Natural complex carbohydrates are without a doubt the carbs of choice for your body.
They’re the very best source of energy there is, they’re high in fiber, high in nutrients, and with a TEF of 20%, are second only to protein in thermic effect.
These foods are on our list of fat burning foods because they play a vital role in energizing you to be able to exercise effectively, and because of the wealth of nutrients they provide.
- Sweet Potatoes, Yams
- Brown Rice
- Whole Grain Bread
- Whole Grain Pasta
This next group of natural complex carbohydrates also have the added advantage of being high in soluble fiber. Soluble fiber, as you know, is very, very beneficial for weight loss.
- Beans, Especially Lentils
- Rice Bran
High Fiber Fruits
Yes, there’s that word again. It kind of makes you think there might be something to this fiber stuff, huh?
Well, there certainly is. And fruits are another great source of soluble fiber. Plus they taste great – nothing wrong with that, right?
Now, bear in mind that if weight loss is your goal, the majority of the carbs you eat should be natural complex carbohydrates (they have a higher thermic effect). But including some natural simple carbohydrates (natural sugars) in your diet in the form of fruits is good too, because they bring some valuable nutrients to the table.
Being high in soluble fiber, the following fruits are therefore also great candidates for our list of fat burning foods. I’ve listed these in order of increasing calorie density.
Believe it or not, your body needs fat to burn fat! Sounds crazy, I know, but that’s how it is.
Monounsaturated fats are very healthy and they increase your body’s ability to burn fat.
Not only that, but they’re also good for your skin and heart, and they provide you with fiber (surprise!) and valuable vitamins and minerals. You just need to be a little careful with fats – because they’re very calorie dense foods it’s easy to overdo things.
Nuts and oils are a major source of fats, so our list of fat burning foods wouldn’t be complete without some of these.
- Macadamia Nuts
- Hazelnuts & Hazelnut Oil
- Almonds & Almond Oil
- Extra Virgin Olive Oil
- Flaxseeds and Flaxseed Oil
And Last But Not Least . . .
To round things out, I wanted to mention one final item that definitely deserves to be on our list of fat burning foods:
A lot of people seem to lose sight of how many calories they actually consume in the liquids they drink. Believe me, these can often be very substantial. But if you get into drinking lots of water each day, you tend to cut out a lot of the other, calorie-filled drinks.
Even more importantly though, water is vital for the efficient running of all your body processes, so it also plays a key role in fat burning.

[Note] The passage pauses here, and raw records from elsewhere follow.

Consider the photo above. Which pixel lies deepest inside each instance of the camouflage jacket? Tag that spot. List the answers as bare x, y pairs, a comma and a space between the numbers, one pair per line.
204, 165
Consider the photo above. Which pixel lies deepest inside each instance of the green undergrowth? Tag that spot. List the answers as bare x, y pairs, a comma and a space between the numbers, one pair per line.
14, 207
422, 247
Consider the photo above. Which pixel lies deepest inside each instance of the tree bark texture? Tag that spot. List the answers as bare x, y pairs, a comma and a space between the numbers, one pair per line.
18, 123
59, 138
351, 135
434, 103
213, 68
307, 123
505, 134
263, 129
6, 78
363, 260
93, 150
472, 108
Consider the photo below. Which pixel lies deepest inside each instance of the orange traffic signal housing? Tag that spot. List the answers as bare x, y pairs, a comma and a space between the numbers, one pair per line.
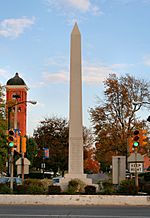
130, 144
18, 143
143, 137
23, 148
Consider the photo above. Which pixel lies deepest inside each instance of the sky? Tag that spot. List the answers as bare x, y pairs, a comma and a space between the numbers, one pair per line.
35, 42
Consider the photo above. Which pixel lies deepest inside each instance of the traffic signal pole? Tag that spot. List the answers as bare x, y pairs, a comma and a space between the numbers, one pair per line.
136, 173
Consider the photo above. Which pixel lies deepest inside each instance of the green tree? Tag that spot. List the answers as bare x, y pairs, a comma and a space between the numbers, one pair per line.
116, 116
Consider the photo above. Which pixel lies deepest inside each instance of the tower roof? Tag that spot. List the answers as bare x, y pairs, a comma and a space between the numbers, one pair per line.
16, 80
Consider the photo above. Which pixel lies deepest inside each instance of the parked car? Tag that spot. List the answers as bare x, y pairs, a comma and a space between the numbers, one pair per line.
17, 180
56, 180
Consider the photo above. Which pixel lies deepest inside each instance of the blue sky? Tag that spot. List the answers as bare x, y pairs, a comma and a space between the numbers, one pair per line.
35, 41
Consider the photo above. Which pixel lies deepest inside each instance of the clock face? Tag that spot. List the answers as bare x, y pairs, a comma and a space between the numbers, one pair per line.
15, 96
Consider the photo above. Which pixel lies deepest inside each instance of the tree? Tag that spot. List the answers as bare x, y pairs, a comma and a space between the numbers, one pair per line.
3, 146
114, 120
53, 134
91, 165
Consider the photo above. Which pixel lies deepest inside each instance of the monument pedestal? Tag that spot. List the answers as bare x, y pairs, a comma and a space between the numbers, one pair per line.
68, 177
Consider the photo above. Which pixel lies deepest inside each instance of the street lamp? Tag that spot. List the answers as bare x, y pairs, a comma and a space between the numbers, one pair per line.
15, 127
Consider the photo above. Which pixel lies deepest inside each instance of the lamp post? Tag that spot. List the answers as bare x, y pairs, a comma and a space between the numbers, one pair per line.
15, 127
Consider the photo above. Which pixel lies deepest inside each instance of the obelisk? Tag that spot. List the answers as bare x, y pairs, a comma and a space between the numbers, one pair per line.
75, 113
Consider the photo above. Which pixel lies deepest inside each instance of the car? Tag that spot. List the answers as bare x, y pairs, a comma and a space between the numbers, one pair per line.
17, 180
56, 180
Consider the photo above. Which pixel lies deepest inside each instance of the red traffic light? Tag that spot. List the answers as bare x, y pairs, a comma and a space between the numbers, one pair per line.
10, 138
136, 138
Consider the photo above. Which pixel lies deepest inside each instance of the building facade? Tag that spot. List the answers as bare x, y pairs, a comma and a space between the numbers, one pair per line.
16, 101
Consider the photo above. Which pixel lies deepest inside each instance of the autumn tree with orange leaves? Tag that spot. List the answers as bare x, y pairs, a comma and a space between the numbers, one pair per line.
115, 118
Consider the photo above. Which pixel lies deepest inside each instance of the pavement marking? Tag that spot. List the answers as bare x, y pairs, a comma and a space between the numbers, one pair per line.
69, 216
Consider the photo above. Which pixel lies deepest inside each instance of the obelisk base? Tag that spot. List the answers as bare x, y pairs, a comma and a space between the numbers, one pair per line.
83, 177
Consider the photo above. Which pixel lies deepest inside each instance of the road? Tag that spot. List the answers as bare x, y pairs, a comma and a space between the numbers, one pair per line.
26, 211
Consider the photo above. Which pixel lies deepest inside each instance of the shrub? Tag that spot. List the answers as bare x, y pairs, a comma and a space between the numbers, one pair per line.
90, 189
127, 187
75, 186
54, 189
4, 189
32, 186
146, 188
106, 187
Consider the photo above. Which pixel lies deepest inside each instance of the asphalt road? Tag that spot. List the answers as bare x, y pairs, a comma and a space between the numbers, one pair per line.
74, 211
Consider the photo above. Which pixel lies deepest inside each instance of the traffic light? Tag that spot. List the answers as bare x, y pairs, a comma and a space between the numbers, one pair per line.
23, 148
130, 144
18, 143
11, 138
143, 137
136, 138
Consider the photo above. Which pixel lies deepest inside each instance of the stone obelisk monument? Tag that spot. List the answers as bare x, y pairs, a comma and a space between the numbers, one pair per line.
75, 113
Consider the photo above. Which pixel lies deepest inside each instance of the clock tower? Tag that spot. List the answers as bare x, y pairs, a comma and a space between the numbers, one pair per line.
16, 100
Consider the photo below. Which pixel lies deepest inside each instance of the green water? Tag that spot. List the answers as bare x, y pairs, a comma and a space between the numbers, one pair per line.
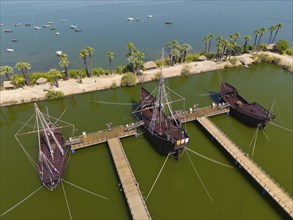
178, 193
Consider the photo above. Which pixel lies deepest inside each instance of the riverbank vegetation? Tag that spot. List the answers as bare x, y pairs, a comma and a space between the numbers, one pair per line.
226, 49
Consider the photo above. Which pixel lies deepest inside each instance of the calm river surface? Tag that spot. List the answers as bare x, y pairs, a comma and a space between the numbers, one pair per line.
178, 193
104, 27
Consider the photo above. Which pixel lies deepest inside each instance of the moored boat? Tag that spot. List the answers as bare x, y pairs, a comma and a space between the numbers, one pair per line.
251, 114
162, 128
52, 151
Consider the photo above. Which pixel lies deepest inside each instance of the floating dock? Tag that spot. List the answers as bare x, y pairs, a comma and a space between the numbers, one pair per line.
272, 187
130, 187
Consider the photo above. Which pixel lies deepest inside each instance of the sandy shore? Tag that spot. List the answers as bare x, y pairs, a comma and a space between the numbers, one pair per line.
71, 87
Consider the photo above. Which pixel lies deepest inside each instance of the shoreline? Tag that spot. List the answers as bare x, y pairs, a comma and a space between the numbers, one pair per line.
71, 87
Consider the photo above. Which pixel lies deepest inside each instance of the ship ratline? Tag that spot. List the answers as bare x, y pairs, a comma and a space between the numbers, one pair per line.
251, 114
162, 128
52, 151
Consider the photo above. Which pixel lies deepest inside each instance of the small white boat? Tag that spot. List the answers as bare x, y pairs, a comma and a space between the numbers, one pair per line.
59, 52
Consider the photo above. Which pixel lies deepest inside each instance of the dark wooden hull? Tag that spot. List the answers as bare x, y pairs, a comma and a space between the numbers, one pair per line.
251, 114
166, 137
53, 169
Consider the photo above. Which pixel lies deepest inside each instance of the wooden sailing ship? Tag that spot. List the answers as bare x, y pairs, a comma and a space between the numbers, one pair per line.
251, 114
52, 153
162, 128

Being dehydrated slows down your body’s ability to burn fat, so drinking plenty of water is very necessary to allow your weight loss to progress as rapidly as possible.
This is why I always try to have a bottle of water handy wherever I go – it’s a good habit to get into.
A Final Warning
One final point I wanted to draw to your attention is the topic of so-called metabolism-boosting foods.
If you decide to continue researching fat-burning foods, you’ll no doubt come across some mention about various foods such as green tea, ginger, red chillis, capsicum (peppers) and some spices, that are supposed to raise your body temperature and fire up your metabolism, and therefore cause your body to burn fat as a result.
The truth is that there is no scientific evidence whatsoever that supports the claims of these so-called fat-burning wonderfoods.
As always, you need to be very wary of things that seem too good to be true when it comes to weight loss. The effect that these foods have on your metabolism is almost negligible, which is most likely why it can’t be scientifically measured with any level of certainty. In reality, the calories you burn in preparing these foods could well actually be higher than the calories they’re supposed to magically burn.
Be very cautious therefore, before adding such gimmicks to your list of fat burning foods.